Bottled fresh water, canned and bottled soft drinks and a wide range of canned beers are available throughout the country. French and Australian wines are increasingly popular, especially at French restaurants. Local rice liquors are cheap and fierce; as a legacy of Vietnam’s recent history Stolychnaya and other Russian vodkas may be found on some shelves.
Many people say Vietnamese Coffee is a MUST TRY when you are there. As Vietnam is the second largest coffee producer so you can find coffee powder almost everywhere. Real Vietnamese coffee is best brewed the traditional way – coffee grounds are placed on an aluminum filter that sits on top of a cup. Hot water is then poured over the grounds and the coffee drips slowly. This creates an extremely dense, strong tasting cup that requires a few teaspoons of sugar or condensed milk. In fact, if you order an iced coffee, the sugar will usually be put in be whoever is making the brew. You can order hot coffee, which usually comes in a cappuccino sized cup. However, Viet Nam being a tropical country, coffee is almost always taken iced.
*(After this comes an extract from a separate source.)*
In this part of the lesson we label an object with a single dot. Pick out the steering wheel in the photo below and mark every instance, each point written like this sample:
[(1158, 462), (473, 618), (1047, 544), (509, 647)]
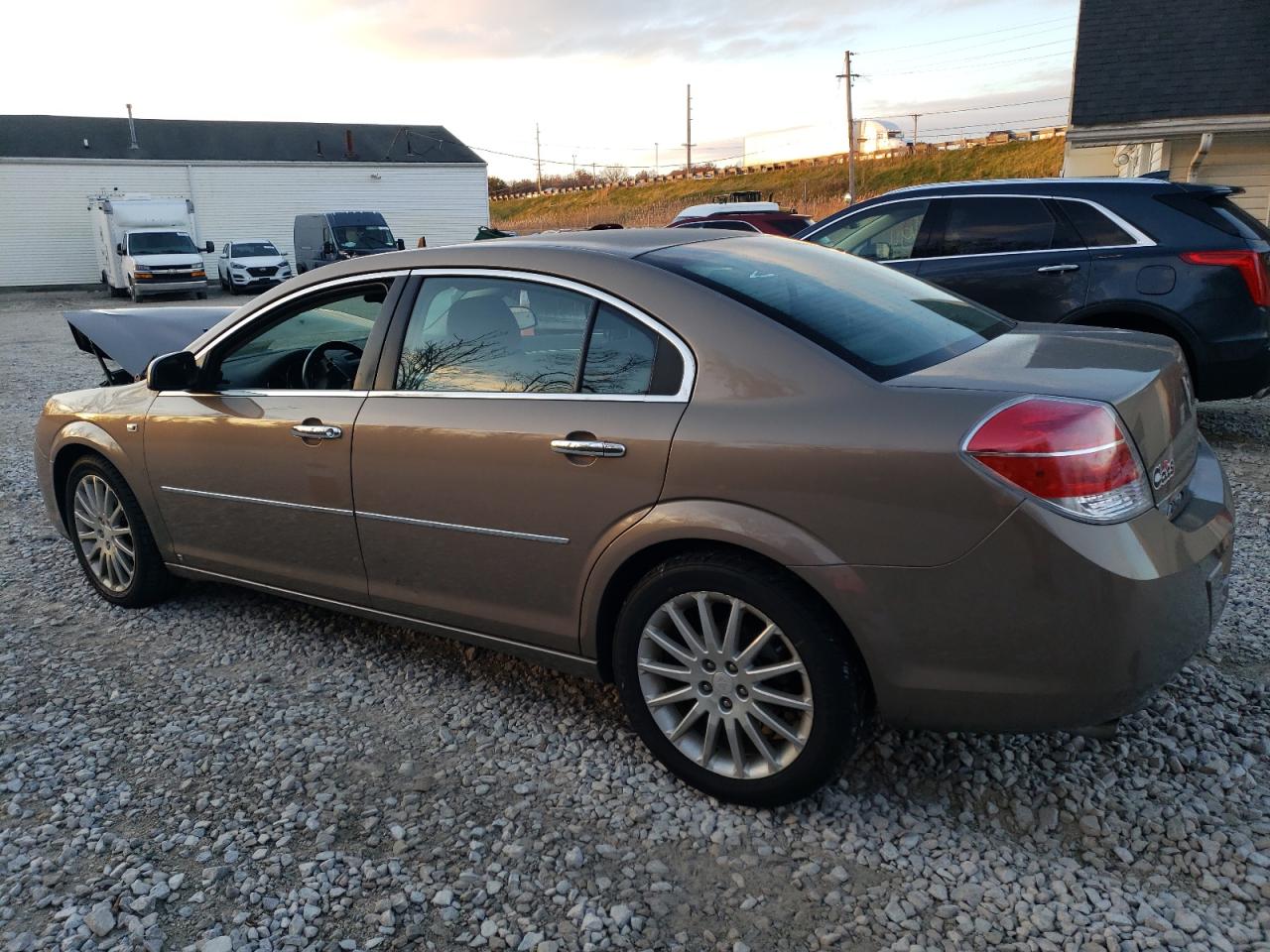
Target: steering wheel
[(321, 371)]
The ice cuts the strong taste a little, while giving the drink a crisper edge.
In Vietnam, probably Bia Hoi is the cheapest beer in the world. Bia Hoi is beer that’s freshly brewed every day and distributed to the many small bars that line the city streets. Its served warm from the keg and then poured over ice. In Hanoi and Ho Chi Minh City you’ll find little bars selling Bia Hoi everywhere. Many of these places serve food, though local vendors come by hawking peanuts, rice cakes, and other snacks. This is the quintessential experience that every visitor must have at least once. Things get rowdy later on at many of these places, so enjoying a couple of liters earlier in the evening is a good idea.
Travel in Vietnam and enjoy eating adventure!